Frische Klänge für ein neues Jahrzehnt: Aus „jazz in between“ wurde „shortcuts“

Es haben gerade wieder „20er Jahre“ begonnen – vielleicht sollte der Blick mal wieder auf jene, vor allem in kultureller Hinsicht bedeutsamen 1920er Jahre gelenkt werden, in denen ausgesprochen viel kreative, tolerante Aufbruchstimmung herrschte. Im Stadtheater Münster appellierte die Formation „Koma Saxo“ mit einem ambitionierten Ideenfeuerwerk aus der Sicht von heute an die Freiheit von Geist und Ohren. Das sorgte gleich zu Beginn für viel frischen Wind beim Festival „shortcuts“ – ein neuer Name für jene bewährte musikalischen Trilogie, wie sie alle zwei Jahre die „kleine“ Ausgabe des Internationalen Jazzfestivals Münster bestimmt! Das neue Etikett „shortcuts“ hat den bisherigen Namen „jazz in between“ abgelöst. Das soll wohl mehr Augenhöhe mit der großen, dreitätigen Ausgabe des Festivals suggerieren.
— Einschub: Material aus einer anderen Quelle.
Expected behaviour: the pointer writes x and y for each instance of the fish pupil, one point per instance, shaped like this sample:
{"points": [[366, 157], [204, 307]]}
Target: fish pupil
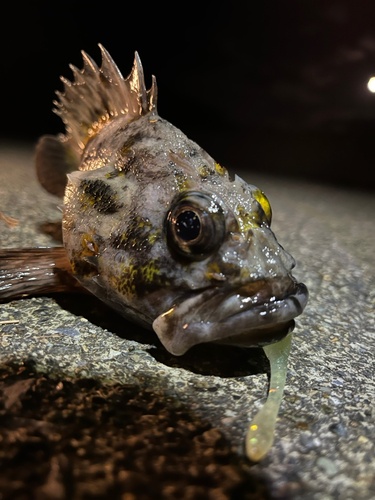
{"points": [[188, 225]]}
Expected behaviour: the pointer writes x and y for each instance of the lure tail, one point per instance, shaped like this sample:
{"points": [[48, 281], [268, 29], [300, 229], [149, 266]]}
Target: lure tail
{"points": [[35, 271]]}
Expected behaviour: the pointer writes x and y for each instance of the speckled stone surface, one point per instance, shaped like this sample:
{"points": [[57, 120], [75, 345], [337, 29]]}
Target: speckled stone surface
{"points": [[324, 446]]}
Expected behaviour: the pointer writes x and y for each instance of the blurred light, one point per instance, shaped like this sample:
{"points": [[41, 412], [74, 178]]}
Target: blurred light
{"points": [[371, 84]]}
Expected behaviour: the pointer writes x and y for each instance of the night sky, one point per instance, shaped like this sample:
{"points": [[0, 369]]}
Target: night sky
{"points": [[277, 87]]}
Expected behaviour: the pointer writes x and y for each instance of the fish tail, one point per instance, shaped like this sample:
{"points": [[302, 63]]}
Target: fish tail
{"points": [[35, 271]]}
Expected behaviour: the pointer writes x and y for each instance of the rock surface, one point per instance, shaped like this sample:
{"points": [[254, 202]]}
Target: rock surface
{"points": [[203, 401]]}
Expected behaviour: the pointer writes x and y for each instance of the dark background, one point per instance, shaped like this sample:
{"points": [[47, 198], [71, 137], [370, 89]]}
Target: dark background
{"points": [[277, 86]]}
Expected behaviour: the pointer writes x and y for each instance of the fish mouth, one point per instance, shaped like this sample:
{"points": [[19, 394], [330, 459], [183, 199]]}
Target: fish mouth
{"points": [[254, 314]]}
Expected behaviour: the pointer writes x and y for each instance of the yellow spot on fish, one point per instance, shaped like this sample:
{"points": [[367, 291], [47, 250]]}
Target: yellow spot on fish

Aber diese ist unter Fritz Schmückers künstlerischer Leitung ohnehin seit Anbeginn selbstverständlich, dass es eigentlich gar keine Marketing-Gimmicks braucht… Wenn „Koma Saxo“ aufspielt, wird alles neu und anders, undalles reagiert im unmittelbaren Moment miteinander. Schlagzeuger Christian Lillinger schaltet und waltet federleicht und unberechenbar. Der Bandleader, der schwedische Avantgarde-Kontrabassist Peter Eldh beackert die Saiten, dass Feuer lodert. Die beiden wären sich selbst schon für aufreibende Diskurse genug. In der …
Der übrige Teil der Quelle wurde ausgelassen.